The data are included in the latest AA/WARC Expenditure Report, published yesterday. On behalf of the UK’s Advertising Association, WARC has monitored advertising spend each quarter since 1982. For the most, data are collected directly from media owners, either by WARC through our survey of publishers, or via industry bodies such as Radiocentre, Outsmart and the IAB. This unique approach allows us to present the most accurate market data available, enabling a transparent and reliable measure of industry health.

We believe that the UK’s ad market will grow 4.8% this year, and a further rise, of 5.5%, is projected for 2020. This would push total market value to over £26bn, and complete more than a decade of continuous growth.

While the UK’s economy is expected to expand by 1.2% this year and 1.4% in 2020, these rates are around half the average for the 20-year period leading up to the financial crisis in 2008. As such, they would normally be associated with limited adspend increases, but in recent years we have seen the UK’s advertising market growing noticeably faster than the state of the UK economy would suggest.

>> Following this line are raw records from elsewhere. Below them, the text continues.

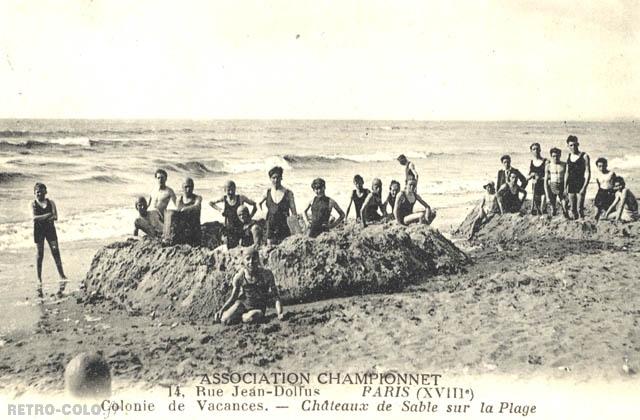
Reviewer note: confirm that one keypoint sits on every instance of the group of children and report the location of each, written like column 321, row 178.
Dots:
column 556, row 183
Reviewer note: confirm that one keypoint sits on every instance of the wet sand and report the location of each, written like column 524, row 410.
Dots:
column 565, row 309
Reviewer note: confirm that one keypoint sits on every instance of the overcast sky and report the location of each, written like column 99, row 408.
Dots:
column 428, row 60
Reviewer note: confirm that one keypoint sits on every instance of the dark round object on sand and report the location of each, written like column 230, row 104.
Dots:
column 88, row 375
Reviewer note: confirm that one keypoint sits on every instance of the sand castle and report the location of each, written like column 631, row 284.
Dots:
column 193, row 282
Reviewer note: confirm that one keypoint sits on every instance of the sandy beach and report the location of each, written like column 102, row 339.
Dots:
column 555, row 308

Despite most traditional media being stagnant or in decline, the UK’s ad market grew at its strongest rate since 2015 last year. The growth was primarily driven by rapidly rising investment in paid search (up 14.3% to £6.7bn in 2018) and online display formats (up 21.4% to £5.3bn), particularly social media and, by extension, online video (80% of online video spend is paid to social platforms).

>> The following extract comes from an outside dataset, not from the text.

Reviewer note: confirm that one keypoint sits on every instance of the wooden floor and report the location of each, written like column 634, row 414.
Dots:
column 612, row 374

Search and social media draw two in every five pounds spent on advertising today and, as such, the fortunes of the media owners which control these formats have a major bearing on total market growth. Indeed, UK advertising spend excluding search and social media has dipped in four of the last five years, or seven of the last eight after accounting for inflation.

Search in particular is a sales-driven format, leveraged by brands looking to reach consumers closer to the point of purchase, be they browsing online or interacting with a voice assistant. Rapidly increasing investment here may signal an element of, somewhat understandable, short-termism during politically uncertain times. Indeed, in absolute terms, investment in paid search rose by more last year than it did in 2017.

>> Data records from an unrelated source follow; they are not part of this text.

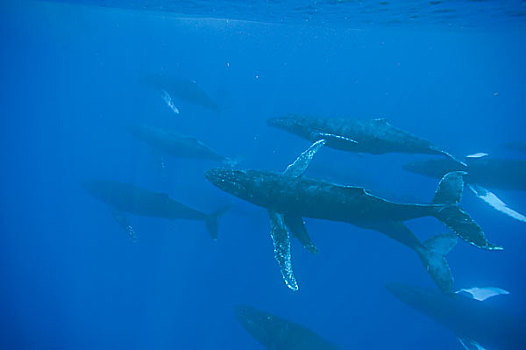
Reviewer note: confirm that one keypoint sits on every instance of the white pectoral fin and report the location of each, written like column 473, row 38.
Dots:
column 280, row 237
column 470, row 344
column 333, row 137
column 169, row 101
column 301, row 164
column 495, row 202
column 477, row 155
column 483, row 293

Meanwhile, absolute growth in social media spend was just £12m lower than in 2017 (the highest absolute rise on record) – potentially the result of recent scandals in the sector. As with paid search, social media ad buying is inherently programmatic, allowing advertisers to pair their messaging with internet users based on their digital footprint. These tools are also accessible, enabling a long-tail of SMEs to invest, and this has transformed the DNA of advertising in recent years.

The remaining, declining, 60% of UK advertising spend is shared between legacy media owners whose platforms have, for the most, struggled to maintain consistent levels of ad income. TV spots, synonymous with longer-term brand building, have recorded dips in investment over the last two years, while ad revenue among print publishers has fallen by more than a billion pounds over the last five. Radio was the only non-digital ad medium to grow last year.

Aside from ‘traditional’ media, online publishers are also struggling as a result of the concentration of ad money in paid search and social media formats. Globally, WARC believes that the pool of ad money available to online publishers beyond Google and Facebook will shrink for the first time this year.

In the UK, both national newsbrands and magazine brands recorded annual dips in digital ad income in 2018, with declines recorded across online display and online classified formats.

More encouragingly, two of the star performers in 2018 were unique digital formats: broadcaster video-on-demand (BVOD) and digital out of home (DOOH). The BVOD market rose 29.4% to £391m last year, on a par with the wider online video market, and further double-digit growth is forecast this year and next.

DOOH spend surpassed that for traditional panels for the first time in Q3 2018, and full-year spend rose 14.7% to £603m. We believe digital panels will account for the majority of spend, and the entirety of growth, in the out of home market this year.

But, for context, the combined value of BVOD and DOOH is just two-thirds the amount search and social media grew in a single year. The concentration of advertising money in two formats and, by extension, two media owners, is fuelling total ad market growth, but it may well belie the health of the industry at large.